Are you overlooking your most valuable business asset?

Make your data work harder for you.

Data strategy

Most businesses have well-established processes, seemingly optimised over many years. However, this optimisation has been focused on maximising your capital assets – whether financial, physical, or human – in their current, traditional capacity. However, this rather overlooks how to use them to create new processes and efficiencies – and ultimately greater business value.

Central to this is the one business asset that many organisations often overlook: your data. And when used, understood and shared in the right way, data is arguably your most valuable asset. Here’s why.

Key Takeaways:

  • Data is your most valuable business asset.
  • The key to making smarter tactical and strategic decisions is data.
  • Create greater business value and push forward in a new data-driven marketplace.
  • Automate your manual process so your data is more secure and easily accessed

Using what you have

Whether it’s visible or not, every business is sat on top of a mountain of data – raw information covering sales, customers, services and finances data for starters. But it tends to be tied up, either in separate applications or carried around in the heads of your employees.

On a departmental level, this system just about works. But as customers become more demanding, the pressure to adapt quickly increases. Which means you have to be able to balance long-term plans with immediate action – which of course can have much wider implications in terms of reimagining business models.

The key to making smarter tactical and strategic decisions is data. After all, the better a situation is understood, the more appropriate the response. Key business insight comes from being able to view the situation from all angles – which means being able to access, analyse and use data from across the business.

It’s also important for businesses to get smarter about how they share and use information internally. Which is where the humble mailroom comes in – as the single largest data repository (or, put it another way, window onto customer, market and employee intelligence) that’s available in most organisations, but we’ll come to that in a moment.

First things first - digitisation

So, loads of businesses already have loads of data – but there’s likely to be plenty more that you’re missing. Indeed, any aspect of a business that still relies on manual processes creates potential blind spots. Without a truly end-to-end view of your operations, how can you hope to realise new efficiencies?

Using technology to automate manual processes yields obvious benefits, including greater operational accuracy and efficiency. Take your mailroom, usually a discrete, low-priority aspect of your operations. Humble it may be, but it is also a vital hub for inbound and outbound communications with clients.

This makes the mailroom an ideal testbed for digitising business operations. Using Pitney Bowes’ Secure Outsourced Mail Platform and Inbound Document and Data Workflow solution, mean you can streamline and automate mail handling. This not only increases efficiency and lowers operating costs, but it makes critical data insight readily available for users across the rest of the business. This in turn helps highlight core business challenges different departments are facing (but not necessarily telling the board about), as well as helping kickstart the process of positive change that will help you grow and prosper.

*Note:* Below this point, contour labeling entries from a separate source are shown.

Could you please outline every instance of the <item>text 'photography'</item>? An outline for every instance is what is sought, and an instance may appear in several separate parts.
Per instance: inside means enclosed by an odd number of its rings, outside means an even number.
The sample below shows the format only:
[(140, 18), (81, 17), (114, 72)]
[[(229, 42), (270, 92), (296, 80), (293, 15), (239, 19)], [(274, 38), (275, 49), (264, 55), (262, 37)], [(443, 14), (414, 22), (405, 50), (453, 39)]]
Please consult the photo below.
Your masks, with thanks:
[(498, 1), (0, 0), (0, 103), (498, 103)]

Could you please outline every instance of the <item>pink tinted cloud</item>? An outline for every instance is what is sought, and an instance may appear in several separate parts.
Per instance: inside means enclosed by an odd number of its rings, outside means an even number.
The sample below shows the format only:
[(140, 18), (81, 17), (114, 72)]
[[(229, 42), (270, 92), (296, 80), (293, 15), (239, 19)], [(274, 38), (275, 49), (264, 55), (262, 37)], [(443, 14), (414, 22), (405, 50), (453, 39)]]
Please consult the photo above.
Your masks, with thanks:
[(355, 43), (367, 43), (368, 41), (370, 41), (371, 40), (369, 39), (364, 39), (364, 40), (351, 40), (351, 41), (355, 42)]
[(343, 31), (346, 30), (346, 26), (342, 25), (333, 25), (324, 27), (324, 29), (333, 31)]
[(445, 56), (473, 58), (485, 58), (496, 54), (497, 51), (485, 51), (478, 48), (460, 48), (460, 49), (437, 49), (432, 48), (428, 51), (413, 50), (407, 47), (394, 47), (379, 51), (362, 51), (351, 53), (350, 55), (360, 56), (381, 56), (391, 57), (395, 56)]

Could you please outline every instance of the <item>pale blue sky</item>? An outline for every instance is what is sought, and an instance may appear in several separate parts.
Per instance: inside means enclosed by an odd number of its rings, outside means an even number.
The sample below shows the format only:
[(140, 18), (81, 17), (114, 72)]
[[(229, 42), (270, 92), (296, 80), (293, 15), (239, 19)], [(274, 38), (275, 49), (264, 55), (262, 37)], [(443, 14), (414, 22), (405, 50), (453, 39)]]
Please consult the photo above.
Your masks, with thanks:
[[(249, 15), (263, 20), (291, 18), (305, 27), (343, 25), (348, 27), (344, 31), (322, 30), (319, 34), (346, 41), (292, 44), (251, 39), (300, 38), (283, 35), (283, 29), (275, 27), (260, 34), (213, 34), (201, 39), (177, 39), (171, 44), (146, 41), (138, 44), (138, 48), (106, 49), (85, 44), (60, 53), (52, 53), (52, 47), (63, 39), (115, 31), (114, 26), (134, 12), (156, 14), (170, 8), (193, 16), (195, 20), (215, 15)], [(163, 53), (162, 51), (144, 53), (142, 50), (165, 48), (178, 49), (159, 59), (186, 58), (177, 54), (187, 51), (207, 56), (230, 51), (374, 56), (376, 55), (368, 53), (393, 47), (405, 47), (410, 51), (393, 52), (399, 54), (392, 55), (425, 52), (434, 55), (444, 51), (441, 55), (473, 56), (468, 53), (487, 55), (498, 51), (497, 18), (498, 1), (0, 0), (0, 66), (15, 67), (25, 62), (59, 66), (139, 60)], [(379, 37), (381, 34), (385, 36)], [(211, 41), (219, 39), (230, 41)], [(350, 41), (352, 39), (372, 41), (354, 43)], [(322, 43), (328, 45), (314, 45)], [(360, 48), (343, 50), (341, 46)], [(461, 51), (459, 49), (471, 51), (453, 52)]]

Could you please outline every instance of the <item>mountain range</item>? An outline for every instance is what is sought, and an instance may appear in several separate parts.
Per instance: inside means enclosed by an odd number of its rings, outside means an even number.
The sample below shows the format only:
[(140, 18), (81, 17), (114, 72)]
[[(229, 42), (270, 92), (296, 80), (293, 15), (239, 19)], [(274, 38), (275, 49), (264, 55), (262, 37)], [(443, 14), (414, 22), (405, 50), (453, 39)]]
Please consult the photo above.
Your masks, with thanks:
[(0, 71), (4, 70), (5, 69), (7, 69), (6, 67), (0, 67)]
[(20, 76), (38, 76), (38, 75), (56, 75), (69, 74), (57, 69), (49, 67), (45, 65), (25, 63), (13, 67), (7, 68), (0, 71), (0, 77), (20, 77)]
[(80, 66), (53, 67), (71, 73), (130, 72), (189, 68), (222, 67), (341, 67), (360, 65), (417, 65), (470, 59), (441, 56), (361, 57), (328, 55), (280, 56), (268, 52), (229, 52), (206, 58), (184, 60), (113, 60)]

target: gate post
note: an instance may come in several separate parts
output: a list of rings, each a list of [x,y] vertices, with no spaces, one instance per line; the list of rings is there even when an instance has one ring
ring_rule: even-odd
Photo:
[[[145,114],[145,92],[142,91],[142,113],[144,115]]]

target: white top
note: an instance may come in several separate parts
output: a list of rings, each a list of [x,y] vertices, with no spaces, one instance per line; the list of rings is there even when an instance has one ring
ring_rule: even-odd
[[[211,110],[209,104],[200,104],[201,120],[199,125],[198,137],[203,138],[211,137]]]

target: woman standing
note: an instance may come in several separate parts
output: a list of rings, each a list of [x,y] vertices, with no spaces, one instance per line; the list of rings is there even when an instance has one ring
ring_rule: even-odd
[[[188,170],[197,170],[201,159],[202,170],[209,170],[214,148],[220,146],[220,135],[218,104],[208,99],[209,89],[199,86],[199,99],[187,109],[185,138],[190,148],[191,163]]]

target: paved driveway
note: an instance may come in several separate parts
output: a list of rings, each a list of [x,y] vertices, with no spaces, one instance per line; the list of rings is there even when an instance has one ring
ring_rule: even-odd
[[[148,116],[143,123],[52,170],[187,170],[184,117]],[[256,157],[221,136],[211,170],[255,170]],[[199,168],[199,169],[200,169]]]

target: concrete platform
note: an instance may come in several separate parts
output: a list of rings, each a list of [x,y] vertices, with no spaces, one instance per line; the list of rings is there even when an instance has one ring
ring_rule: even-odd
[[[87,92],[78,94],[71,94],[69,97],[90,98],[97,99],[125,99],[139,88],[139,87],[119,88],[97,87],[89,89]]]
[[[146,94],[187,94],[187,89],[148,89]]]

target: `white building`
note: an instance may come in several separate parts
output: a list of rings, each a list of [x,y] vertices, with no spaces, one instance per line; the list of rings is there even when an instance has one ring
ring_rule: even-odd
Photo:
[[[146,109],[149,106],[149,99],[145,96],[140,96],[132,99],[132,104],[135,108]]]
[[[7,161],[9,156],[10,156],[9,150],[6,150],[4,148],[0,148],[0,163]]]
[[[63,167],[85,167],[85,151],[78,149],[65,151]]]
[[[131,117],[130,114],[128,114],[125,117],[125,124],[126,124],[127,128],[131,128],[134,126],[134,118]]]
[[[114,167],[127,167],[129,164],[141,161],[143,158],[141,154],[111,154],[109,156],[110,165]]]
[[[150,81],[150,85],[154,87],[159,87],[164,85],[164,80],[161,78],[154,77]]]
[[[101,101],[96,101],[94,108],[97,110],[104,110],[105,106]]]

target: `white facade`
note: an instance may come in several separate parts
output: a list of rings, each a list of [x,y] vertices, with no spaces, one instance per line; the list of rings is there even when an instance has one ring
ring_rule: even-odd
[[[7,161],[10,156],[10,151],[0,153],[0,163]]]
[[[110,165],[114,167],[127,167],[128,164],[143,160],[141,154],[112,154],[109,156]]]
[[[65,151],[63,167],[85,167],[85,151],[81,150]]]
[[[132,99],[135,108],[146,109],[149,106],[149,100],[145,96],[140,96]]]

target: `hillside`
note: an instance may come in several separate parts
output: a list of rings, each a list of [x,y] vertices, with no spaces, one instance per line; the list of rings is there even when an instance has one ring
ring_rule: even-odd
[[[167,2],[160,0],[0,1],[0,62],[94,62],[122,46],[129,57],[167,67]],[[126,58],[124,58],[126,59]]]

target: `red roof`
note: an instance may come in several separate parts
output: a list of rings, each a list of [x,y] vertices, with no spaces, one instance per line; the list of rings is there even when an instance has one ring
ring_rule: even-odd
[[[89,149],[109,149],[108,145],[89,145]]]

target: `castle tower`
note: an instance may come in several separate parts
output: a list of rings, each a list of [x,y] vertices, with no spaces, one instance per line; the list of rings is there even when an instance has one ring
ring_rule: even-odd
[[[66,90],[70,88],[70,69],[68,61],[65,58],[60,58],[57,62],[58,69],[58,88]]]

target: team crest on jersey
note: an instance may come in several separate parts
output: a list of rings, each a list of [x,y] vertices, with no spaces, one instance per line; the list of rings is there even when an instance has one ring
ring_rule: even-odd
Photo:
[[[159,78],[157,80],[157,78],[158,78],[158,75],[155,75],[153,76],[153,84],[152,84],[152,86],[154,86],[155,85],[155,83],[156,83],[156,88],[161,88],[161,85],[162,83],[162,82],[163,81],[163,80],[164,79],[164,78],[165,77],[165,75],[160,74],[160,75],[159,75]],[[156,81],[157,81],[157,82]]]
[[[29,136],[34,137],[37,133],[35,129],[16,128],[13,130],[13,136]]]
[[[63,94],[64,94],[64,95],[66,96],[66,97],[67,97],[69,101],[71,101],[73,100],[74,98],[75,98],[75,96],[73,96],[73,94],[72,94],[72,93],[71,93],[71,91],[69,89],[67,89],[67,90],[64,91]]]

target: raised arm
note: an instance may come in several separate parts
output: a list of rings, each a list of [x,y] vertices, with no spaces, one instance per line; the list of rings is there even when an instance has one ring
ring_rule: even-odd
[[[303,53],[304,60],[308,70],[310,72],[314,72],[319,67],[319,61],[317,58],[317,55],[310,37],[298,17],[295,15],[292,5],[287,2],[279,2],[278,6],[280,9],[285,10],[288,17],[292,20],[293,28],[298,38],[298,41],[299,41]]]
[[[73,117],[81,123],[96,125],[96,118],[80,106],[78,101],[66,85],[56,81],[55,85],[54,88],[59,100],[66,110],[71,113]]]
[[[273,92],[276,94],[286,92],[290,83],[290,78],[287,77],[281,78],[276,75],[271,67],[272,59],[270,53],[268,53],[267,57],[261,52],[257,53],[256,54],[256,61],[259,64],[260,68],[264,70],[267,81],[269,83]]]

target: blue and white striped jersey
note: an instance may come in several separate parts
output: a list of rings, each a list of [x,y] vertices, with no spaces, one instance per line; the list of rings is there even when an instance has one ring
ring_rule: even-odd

Consider a typical customer complaint letter addressed to the service team. Aside from the complaint itself, the letter will also include valuable insights that can help evolve product design and marketing. A digitised mailroom unlocks such business-critical insight that, were it to remain in the addressee’s inbox, would mean missed opportunities for improvement in product and customer service.

And these kinds of insights are hiding across the business. So, don’t ignore your most valuable business asset; it can really push everyone in your business forward in the new data-driven marketplace.